TheoremVault | Circumference Equation from Complex Numbers

As we know the equation of a cirfumference centered at $w=(a, b)$ with radius $r$ is:

(x-a)^2 + (y-b)^2 = r^2

Be the affix of a point $z$ in the complex plane $z = x + iy$ . The affix of the center of the circumference is $w = a + ib$ .

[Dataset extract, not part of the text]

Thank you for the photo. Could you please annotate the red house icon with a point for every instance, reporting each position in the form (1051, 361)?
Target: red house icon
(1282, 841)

Let’s substitute $z$ and $w$ in the equation of the circumference:

\begin{aligned} (x-a)^2 + (y-b)^2 &= r^2 \\ (x-a)^2 + (y-b)^2 &= r^2 \\ (x-a)(x-a) + (y-b)(y-b) &= r^2 \\ x^2 - 2ax + a^2 + y^2 - 2by + b^2 &= r^2 \\ x^2 + y^2 - 2ax - 2by + a^2 + b^2 &= r^2 \\ \end{aligned}

As we also know, the modulus of a complex number $z$ is:

|z| = \sqrt{x^2 + y^2}

And also the product of a complex number and the conjugate of another complex number is:

\begin{aligned} z \overline{w} &= (x + iy)(a - ib) \\ &= xa - ixb + iya + yb \\ &= xa + yb + i(ya - xb) \\ \end{aligned}

So we can write the equation of the circumference as:

\begin{aligned} |z|^2 - 2(ax + by) + |w|^2 &= r^2 \\ |z|^2 - 2Re(z \overline{w}) + |w|^2 &= r^2 \end{aligned}

Therefore, we have derived the equation of a circumference from complex numbers.